Alors que le sommet du G7 s'est achevé lundi soir sur la côte basque, la question de la forêt amazonienne en péril devrait être au centre des discussions. La venue du Brésilien Almir Narayamoga Surui chef du peuple indien Paiter-Surui, très en pointe sur la question du réchauffement climatique doit constituer un point d'orgue de cette première journée. Pour la soirée de clôture, 91 entreprises Françaises, qui avaient signé un engagement en 2017 intitulé "French Business Climate Pledge", vont venir faire un premier bilan de leurs actions en présence notamment de la ministre de la Transition écologique et solidaire Élisabeth Borne. "Nous avons voulu une rencontre des entrepreneurs 100% développement durable, sans climatiseur, tous les stands sont recyclables. C'est symbolique mais c'est aussi avec des petits pas qu'on avance", a expliqué Geoffroy Roux de Bezieux lors de son discours liminaire.

Les inégalités devraient également être au coeur des débats lors de ce grand raout organisé dans le nord-ouest parisien. Ce thème qui est revenu de manière récurrente avec la crise des "gilets jaunes" sera abordé sous plusieurs angles : inégalités de naissance, disparités face à la santé, fractures géographiques, inégalités face à l'impôt. écarts de salaires dans l'entreprise, pauvreté. "Je pense que les inégalités sont nécessaires pour récompenser les talents.[...] Parfois, la prospérité n'a pas justement été partagée. L'ascenseur social est en panne. Le scandale français n'est pas que certains gagnent beaucoup d'argent grâce à leur talent mais que tous ne puissent pas avoir ces opportunités. Le combat que nous devons mené est que l'entreprise offre sa chance à tous", a précisé l'homme qui a déclaré s'inspirer du libéral américain Milton Friedman.

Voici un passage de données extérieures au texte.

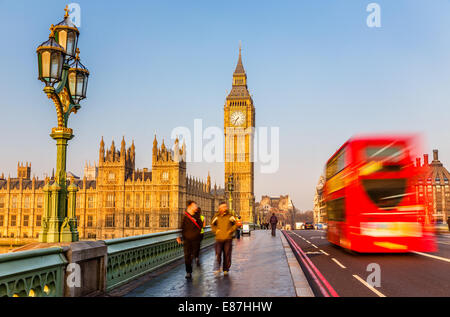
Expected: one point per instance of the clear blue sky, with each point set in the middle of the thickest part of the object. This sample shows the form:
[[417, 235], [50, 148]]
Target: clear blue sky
[[314, 68]]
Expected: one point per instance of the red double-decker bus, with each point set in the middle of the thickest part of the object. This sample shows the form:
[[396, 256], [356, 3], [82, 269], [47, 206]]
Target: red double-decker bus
[[370, 196]]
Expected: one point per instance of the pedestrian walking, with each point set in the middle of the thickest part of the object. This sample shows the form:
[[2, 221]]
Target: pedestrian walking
[[273, 222], [223, 225], [238, 227], [202, 233], [191, 227]]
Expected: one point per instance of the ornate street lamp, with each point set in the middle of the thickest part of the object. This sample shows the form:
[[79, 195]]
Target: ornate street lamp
[[59, 63], [66, 33], [230, 187], [78, 78], [50, 60]]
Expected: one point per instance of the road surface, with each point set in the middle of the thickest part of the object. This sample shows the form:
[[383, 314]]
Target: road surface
[[410, 274]]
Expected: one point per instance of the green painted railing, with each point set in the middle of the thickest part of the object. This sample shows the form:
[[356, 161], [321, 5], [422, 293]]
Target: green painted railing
[[35, 273], [131, 257], [40, 272]]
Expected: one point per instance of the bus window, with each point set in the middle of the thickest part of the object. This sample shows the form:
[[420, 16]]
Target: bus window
[[336, 165], [336, 209], [377, 152], [385, 193]]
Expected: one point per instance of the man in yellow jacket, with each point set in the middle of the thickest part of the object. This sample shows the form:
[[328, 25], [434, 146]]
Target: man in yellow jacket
[[223, 225]]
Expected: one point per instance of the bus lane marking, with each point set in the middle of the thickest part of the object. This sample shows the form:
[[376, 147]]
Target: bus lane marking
[[323, 252], [338, 263], [432, 256], [369, 286]]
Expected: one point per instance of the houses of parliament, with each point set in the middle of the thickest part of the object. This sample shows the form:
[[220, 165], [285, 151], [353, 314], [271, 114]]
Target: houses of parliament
[[115, 199]]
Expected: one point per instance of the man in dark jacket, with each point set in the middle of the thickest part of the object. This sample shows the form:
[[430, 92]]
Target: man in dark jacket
[[223, 225], [191, 234], [273, 222]]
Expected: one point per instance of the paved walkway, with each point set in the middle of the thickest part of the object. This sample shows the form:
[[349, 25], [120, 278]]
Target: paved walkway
[[259, 269]]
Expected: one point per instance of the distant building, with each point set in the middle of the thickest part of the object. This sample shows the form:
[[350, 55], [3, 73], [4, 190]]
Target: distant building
[[281, 206], [433, 187], [320, 213], [90, 171]]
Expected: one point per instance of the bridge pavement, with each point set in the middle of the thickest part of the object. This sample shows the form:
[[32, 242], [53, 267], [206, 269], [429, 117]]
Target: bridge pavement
[[259, 269]]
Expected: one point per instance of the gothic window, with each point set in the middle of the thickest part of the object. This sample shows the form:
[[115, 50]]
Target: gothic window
[[164, 202], [90, 221], [136, 223], [147, 201], [14, 202], [164, 220], [26, 202], [127, 221], [13, 221], [110, 200], [91, 202], [39, 202], [138, 201], [110, 221]]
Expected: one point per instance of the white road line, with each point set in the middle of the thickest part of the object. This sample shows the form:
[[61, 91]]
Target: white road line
[[432, 256], [323, 252], [369, 286], [338, 263]]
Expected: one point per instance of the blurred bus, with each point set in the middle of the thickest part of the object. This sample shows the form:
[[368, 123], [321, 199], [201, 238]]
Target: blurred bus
[[370, 196]]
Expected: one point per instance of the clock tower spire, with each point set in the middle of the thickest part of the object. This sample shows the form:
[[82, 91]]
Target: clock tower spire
[[239, 123]]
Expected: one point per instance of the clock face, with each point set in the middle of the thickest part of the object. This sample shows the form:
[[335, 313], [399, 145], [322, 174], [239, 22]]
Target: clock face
[[237, 118]]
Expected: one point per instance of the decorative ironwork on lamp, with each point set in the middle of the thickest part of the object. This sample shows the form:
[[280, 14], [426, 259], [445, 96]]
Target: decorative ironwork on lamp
[[78, 78], [50, 60]]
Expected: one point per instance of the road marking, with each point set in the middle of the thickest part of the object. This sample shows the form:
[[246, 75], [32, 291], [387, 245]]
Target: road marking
[[338, 263], [323, 252], [369, 286], [433, 256]]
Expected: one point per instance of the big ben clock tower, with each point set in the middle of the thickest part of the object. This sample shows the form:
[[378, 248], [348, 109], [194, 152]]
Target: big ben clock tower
[[239, 123]]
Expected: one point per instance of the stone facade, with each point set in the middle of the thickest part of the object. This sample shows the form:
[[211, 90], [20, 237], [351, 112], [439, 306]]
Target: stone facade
[[239, 122], [281, 206], [122, 200]]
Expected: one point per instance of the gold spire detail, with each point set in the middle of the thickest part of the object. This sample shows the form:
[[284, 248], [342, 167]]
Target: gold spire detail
[[66, 15]]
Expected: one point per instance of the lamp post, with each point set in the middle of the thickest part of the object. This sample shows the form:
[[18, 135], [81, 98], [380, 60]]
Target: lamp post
[[230, 188], [59, 64]]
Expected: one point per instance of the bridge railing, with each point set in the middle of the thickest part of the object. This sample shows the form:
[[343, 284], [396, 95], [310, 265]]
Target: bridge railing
[[35, 273], [131, 257]]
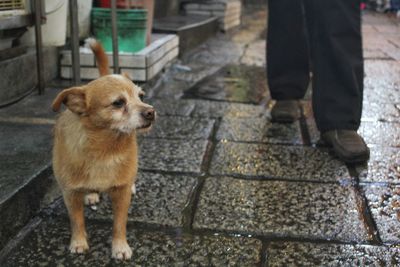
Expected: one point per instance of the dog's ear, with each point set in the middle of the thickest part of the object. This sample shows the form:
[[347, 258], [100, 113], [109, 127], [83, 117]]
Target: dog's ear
[[126, 75], [74, 98]]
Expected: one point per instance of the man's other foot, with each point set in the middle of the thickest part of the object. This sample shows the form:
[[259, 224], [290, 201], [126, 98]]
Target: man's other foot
[[286, 111], [347, 145]]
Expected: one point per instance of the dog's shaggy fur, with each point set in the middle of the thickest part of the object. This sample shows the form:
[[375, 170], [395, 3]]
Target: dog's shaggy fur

Outre le climat et les inégalités, la raison d'être des entreprises devrait être au menu des échanges. "Trop souvent nous avons laissé la recherche de l'intérêt général à l'Etat. L'Etat n'a plus le monopole de l'intérêt général. Au même titre que les syndicats de salariés ou les ONG, nous sommes aussi les dépositaires du bien commun", a affirmé Geoffroy Roux de Bézieux. Sans nul doute, les échanges devraient faire réagir.